The movie opens with titular Buster Scruggs, a white-clad singing cowpoke, making his way across dusty trails and rocky vistas. If people don’t already love Tim Blake Nelson, they will by the end of the segment. He’s the cheeriest, most-murderin’ son-of-a-gun ever committed to the cinematic medium. Buster’s story helps set up a theme that revolves around untimely demise. It’s like the Coens’ version of Seth McFarlane’s painfully unfunny “A Million Ways to Die in the West,” except it’s painful and occasionally funny.
What really comes across here is how effectively the brothers tell stories without hitting audiences over the head with unnecessary details. They are masters of “show, don’t tell” and engage willing audiences to use their brains to fill in some of the intentional blanks—gaps in the story that are open to interpretation, to allow audiences to try and work out certain elements. I think I had a pretty clear understanding of how these six stories were connected and the overall theme of the movie. However, it was based on my own feelings and observations. The beauty of a film like “The Ballad of Buster Scruggs” is how different everyone will process the film altogether.
The movie is packed with great talent. James Franco turns up as a lackluster bank robber who ends up at the wrong end of the rope on multiple occasions. He’s featured in the most efficient and darkly hilarious of the six stories. It also features Stephen Root in the most chilling cinematic moment of 2018, clad in pots and pans, screaming “bad shot” as he hunts his prey.
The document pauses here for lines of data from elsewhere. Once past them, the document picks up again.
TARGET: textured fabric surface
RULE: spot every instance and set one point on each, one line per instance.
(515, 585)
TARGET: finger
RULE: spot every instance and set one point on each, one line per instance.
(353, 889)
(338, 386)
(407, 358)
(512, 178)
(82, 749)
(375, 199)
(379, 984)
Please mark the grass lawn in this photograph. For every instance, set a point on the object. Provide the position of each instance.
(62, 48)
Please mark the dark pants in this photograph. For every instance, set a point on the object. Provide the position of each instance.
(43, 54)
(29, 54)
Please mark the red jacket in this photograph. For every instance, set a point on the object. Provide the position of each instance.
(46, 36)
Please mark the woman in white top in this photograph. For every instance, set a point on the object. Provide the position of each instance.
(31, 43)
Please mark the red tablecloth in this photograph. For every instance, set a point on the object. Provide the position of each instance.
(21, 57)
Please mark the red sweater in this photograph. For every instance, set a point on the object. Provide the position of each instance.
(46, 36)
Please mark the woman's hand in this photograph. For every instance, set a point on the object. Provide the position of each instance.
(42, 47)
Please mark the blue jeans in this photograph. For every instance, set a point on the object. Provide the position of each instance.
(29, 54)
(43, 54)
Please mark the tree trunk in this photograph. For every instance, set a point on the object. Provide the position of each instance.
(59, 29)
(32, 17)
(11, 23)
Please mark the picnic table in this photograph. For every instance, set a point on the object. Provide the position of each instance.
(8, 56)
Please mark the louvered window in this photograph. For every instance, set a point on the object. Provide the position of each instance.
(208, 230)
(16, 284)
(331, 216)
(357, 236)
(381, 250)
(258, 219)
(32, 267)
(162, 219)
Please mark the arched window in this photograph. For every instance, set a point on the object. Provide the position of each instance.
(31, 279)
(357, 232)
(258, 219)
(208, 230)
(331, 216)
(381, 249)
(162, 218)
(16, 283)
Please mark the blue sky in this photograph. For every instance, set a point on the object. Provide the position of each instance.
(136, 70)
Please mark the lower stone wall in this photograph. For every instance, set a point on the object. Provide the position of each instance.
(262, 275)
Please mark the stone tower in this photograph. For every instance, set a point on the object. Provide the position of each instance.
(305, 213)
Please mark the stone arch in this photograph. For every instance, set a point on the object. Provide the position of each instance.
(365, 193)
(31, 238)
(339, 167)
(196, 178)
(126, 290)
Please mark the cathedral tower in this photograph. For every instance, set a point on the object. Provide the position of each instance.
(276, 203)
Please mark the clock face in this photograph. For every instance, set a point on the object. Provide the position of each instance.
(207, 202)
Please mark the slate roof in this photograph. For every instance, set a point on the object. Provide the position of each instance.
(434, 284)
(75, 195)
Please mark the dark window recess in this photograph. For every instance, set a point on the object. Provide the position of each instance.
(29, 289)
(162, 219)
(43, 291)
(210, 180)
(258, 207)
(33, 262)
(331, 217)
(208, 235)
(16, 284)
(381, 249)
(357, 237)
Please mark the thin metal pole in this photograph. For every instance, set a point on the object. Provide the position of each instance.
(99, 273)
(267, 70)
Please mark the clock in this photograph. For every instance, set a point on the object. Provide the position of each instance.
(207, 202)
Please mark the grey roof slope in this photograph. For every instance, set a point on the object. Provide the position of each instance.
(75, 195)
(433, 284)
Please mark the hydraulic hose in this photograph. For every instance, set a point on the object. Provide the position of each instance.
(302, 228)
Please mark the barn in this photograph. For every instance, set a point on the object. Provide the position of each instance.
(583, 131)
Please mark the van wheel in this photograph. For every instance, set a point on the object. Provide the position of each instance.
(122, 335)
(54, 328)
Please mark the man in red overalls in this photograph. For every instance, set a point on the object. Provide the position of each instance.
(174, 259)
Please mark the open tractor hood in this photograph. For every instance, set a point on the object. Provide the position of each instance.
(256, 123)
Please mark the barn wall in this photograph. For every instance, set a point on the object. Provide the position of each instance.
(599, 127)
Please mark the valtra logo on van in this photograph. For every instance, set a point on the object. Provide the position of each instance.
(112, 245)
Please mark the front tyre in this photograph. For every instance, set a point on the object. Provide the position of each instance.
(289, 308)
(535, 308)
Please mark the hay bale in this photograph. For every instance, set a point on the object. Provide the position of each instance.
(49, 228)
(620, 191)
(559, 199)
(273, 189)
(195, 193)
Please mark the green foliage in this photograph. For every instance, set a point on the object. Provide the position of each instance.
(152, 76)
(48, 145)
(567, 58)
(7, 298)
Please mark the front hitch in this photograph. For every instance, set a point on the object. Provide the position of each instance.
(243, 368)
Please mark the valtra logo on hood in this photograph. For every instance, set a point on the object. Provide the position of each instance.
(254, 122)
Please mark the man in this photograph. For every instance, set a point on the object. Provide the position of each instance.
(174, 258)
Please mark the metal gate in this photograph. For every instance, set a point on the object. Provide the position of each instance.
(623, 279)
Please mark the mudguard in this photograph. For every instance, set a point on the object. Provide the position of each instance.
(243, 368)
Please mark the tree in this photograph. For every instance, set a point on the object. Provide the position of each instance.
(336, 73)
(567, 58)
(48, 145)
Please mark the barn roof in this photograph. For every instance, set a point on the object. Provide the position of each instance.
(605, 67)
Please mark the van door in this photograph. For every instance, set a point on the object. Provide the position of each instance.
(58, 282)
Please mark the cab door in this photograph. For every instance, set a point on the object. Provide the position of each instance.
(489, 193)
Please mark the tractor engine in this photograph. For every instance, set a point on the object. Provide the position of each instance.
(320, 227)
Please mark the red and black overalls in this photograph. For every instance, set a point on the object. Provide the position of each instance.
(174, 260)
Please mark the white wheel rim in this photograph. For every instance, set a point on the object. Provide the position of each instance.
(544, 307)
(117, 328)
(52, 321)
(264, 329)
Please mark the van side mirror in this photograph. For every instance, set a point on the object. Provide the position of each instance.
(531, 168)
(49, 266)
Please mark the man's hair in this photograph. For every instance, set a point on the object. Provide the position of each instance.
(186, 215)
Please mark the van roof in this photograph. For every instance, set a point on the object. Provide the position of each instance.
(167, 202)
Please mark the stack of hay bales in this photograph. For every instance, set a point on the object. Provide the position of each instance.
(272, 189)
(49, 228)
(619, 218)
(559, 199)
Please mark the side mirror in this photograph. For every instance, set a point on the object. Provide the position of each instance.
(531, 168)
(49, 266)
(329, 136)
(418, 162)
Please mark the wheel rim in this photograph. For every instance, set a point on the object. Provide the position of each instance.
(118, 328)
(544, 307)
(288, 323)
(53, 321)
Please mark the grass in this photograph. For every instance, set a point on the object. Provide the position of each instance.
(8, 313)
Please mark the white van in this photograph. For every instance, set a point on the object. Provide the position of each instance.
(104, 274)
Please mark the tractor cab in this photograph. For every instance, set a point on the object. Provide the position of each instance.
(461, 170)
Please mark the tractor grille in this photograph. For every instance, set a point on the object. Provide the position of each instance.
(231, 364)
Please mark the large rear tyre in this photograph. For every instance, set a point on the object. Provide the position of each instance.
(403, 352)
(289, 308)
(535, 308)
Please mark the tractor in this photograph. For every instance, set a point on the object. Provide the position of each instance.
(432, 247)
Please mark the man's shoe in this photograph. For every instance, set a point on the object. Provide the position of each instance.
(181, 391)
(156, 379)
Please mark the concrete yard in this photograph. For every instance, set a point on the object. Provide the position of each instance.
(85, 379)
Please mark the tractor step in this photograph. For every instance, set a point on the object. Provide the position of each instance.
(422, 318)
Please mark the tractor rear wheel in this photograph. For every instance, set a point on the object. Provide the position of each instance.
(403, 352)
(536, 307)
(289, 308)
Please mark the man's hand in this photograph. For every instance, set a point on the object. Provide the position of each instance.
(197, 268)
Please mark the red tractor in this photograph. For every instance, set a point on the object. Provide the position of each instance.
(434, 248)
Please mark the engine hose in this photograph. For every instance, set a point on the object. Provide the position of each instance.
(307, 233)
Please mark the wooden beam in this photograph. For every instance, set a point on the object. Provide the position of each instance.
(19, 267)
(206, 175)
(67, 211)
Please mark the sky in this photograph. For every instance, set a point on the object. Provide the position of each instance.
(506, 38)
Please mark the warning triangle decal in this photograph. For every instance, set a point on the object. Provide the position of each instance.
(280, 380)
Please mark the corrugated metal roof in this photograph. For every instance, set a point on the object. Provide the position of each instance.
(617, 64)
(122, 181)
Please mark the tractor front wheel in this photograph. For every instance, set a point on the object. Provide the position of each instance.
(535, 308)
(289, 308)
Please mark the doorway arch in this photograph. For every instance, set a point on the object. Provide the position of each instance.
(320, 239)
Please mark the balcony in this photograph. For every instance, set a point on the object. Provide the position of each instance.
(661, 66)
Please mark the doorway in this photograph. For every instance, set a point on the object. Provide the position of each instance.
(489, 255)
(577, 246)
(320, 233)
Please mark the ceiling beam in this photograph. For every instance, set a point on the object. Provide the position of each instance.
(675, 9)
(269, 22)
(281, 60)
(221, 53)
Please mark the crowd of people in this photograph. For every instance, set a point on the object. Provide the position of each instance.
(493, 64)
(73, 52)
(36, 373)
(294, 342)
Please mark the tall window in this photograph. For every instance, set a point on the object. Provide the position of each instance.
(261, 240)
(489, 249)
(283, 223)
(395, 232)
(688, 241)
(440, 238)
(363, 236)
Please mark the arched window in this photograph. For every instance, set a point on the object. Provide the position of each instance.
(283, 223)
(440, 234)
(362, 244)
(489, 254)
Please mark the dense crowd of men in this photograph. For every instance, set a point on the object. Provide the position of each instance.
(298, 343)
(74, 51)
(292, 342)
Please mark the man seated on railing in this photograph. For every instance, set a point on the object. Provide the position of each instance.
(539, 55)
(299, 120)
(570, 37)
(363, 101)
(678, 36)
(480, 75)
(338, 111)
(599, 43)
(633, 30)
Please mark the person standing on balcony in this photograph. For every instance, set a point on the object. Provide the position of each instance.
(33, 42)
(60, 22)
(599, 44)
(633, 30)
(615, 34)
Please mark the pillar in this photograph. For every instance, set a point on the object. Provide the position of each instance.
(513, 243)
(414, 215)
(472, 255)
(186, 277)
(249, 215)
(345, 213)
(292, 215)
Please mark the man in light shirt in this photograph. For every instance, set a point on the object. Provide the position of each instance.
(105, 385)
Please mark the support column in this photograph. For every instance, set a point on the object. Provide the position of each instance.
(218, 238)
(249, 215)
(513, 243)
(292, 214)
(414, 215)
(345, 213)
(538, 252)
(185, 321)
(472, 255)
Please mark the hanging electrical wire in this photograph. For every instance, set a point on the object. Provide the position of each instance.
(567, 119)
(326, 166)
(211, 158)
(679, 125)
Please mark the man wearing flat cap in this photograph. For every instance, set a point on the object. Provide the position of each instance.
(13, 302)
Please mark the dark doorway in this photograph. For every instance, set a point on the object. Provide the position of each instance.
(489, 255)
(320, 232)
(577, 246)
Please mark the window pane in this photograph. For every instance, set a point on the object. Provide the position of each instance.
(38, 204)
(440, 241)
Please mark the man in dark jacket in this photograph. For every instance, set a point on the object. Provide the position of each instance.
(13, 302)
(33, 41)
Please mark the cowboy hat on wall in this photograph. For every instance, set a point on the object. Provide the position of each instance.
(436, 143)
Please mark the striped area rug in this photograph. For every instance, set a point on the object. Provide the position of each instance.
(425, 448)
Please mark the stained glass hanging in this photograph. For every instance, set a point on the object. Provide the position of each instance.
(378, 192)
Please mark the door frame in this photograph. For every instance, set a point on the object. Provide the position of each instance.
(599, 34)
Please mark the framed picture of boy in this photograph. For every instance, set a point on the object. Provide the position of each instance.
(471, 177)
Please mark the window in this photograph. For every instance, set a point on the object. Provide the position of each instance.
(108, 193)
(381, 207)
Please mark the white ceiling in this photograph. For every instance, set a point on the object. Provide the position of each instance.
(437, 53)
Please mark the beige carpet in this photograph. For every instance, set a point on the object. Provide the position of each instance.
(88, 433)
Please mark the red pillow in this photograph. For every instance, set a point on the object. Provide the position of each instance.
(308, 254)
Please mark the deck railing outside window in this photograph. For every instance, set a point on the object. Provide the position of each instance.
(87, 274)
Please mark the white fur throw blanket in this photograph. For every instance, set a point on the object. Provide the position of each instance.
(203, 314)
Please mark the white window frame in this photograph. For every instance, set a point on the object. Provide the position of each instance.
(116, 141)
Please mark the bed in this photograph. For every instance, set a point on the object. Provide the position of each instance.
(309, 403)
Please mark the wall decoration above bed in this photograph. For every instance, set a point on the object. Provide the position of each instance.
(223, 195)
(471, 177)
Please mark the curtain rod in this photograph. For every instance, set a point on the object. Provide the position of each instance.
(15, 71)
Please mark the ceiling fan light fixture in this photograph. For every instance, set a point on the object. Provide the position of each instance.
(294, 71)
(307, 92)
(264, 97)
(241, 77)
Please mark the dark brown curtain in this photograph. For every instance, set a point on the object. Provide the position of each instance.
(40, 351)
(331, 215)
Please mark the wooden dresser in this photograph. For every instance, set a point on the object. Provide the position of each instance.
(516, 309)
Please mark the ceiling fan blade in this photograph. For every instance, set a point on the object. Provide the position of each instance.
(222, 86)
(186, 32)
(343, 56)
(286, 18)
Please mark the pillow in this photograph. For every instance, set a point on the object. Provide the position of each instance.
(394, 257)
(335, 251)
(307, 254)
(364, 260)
Liam Neeson turns up as a grizzled, crusty manager who tours with a unique actor from town to town to try and make ends meet. The film’s final segment features a carriage full of talented character actors—Tyne Daly, Saul Rubinek, Chelcie Ross and Brendan Gleeson. Tom Waits even shows up under a thick layer of the dusty road, as a prospector in one of the less subtle segments.
This is the kind of movie streaming services like Netflix seem perfectly suited for. “The Ballad of Buster Scruggs” is unconventional and would have ended up in a handful of big-city theaters (oh, the irony) in limited release, making anyone outside of New York or Los Angeles impatient to see this oddball flick. On Netflix, we the weirdos, have instant access.
“The Ballad of Buster Scruggs” has few peers, cinematically speaking. It’s an extremely gorgeous piece of Western cinema. There are moments of laughter, tears and befuddlement. It is a movie I expect many will love but many more might find confounding. It’s rare to see a film that zips and zaps so broadly across the emotional spectrum. It’s a gift the Coen brothers have been continuing to master for over 30 years. For fans, Buster Scruggs is a welcome addition to their cast of cantankerous characters.